Également poète et chanteur canadien, pourtant, un jour il glissa dans une conversation que, dans les années 1950, il avait écrit un roman que les éditeurs refusèrent. Et il regrettait : « Mon vrai premier roman était probablement meilleur que celui qu’on considère comme mon premier roman »… Aujourd’hui, on peut enfin juger sur pièces les propos de Leonard Cohen- conclusion : il n’avait pas tort. Auteur d’une œuvre importante, tant en poésie, en chansons (dont « Suzanne », « So Long, Marianne » ou encore « Dance Me to the End of Love ») qu’en romans (parmi lesquels « Les Perdants magnifiques »- 1966, VF 1973, et « Le Livre de la miséricorde »- 1984, VF 1985), Leonard Cohen (1934- 2016) avait fait fort avec ce premier essai en littérature. Dans « Un Ballet de lépreux », tout ce qui ferait, au fil du temps, le succès et l’univers du Montréalais était là . Oui, tout Cohen était déjà là .
On ne résiste pas longtemps à entrer dans ce ballet.
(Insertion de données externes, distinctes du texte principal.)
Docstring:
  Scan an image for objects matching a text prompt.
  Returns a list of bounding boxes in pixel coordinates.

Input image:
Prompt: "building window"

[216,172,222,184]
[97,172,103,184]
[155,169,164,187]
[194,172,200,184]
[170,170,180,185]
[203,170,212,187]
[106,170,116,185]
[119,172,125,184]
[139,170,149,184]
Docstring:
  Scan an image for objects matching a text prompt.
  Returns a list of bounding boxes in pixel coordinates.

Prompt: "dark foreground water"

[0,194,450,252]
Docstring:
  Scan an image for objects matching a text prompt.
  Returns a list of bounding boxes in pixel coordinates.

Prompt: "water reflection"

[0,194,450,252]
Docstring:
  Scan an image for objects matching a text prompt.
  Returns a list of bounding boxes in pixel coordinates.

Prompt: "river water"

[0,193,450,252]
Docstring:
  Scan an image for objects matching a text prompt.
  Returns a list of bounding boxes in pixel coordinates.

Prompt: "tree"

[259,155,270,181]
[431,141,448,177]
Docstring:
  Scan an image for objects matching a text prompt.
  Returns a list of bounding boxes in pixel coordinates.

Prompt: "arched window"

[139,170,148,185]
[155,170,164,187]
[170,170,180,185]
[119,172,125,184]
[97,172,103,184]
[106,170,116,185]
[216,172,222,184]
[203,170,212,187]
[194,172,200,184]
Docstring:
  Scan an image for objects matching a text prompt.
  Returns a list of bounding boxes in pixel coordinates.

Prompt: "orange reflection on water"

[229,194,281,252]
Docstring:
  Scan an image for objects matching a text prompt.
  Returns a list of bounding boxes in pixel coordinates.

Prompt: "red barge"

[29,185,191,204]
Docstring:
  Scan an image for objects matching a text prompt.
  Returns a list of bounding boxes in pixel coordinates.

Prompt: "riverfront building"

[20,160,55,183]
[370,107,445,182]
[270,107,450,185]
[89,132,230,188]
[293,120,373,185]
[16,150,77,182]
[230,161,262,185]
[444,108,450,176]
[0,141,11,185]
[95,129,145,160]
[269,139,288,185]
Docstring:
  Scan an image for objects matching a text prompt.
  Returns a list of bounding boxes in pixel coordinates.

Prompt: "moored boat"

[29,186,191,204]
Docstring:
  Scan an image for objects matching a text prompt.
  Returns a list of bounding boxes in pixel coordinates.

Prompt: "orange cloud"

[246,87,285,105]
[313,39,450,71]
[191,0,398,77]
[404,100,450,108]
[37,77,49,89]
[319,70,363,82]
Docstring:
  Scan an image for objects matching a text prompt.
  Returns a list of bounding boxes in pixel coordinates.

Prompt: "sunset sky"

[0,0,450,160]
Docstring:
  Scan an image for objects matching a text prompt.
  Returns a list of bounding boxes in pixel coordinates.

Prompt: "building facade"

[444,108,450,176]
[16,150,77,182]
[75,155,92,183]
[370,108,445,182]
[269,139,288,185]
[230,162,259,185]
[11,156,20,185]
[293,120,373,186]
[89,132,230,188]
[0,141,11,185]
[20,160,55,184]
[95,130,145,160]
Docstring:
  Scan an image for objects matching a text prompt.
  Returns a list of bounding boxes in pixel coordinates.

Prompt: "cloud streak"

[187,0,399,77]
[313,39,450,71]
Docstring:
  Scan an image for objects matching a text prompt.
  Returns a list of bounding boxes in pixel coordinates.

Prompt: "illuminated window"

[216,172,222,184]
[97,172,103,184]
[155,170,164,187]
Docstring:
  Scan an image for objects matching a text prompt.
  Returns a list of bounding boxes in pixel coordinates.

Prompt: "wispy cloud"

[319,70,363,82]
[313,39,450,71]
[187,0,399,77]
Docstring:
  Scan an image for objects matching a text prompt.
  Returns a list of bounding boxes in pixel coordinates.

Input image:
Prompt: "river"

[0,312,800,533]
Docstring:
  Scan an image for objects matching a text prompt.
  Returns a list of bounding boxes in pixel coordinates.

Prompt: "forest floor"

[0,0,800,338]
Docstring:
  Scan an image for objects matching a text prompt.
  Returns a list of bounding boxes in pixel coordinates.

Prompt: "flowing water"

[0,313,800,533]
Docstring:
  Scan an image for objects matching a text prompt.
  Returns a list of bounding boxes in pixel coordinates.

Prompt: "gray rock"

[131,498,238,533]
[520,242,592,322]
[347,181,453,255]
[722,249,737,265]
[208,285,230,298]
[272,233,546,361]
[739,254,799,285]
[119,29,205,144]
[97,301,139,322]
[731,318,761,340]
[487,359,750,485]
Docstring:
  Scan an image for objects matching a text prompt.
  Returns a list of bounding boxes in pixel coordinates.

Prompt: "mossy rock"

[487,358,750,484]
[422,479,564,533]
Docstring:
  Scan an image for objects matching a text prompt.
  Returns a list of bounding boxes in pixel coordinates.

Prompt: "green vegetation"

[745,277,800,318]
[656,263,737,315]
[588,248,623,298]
Direction Montréal, années 1950. La Beat generation bouillonne de l’autre côté de la frontière, avec Kerouac, Ferlinghetti ou Burroughs ; dans la ville principale du Québec, le phare de cette génération s’appelle Leonard Cohen, lequel en 1957 a publié un recueil de poèmes, « Let Us Compare Mythologies ». C’est donc à Montréal que vit le narrateur du « Ballet de lépreux ». Un type ordinaire, trentenaire. Des fois, il a envie de ne rien faire, de boire une bière- mais certes pas de faire le clown psychédélique. Un jour, sa logeuse frappe à la porte. Lui indique qu’on le demande au téléphone, un appel de New York. Il décroche, un homme lui dit qu’avec sa femme, ils ne peuvent plus garder son grand-père. Lequel est dans le train, il va arriver à la gare de Montréal.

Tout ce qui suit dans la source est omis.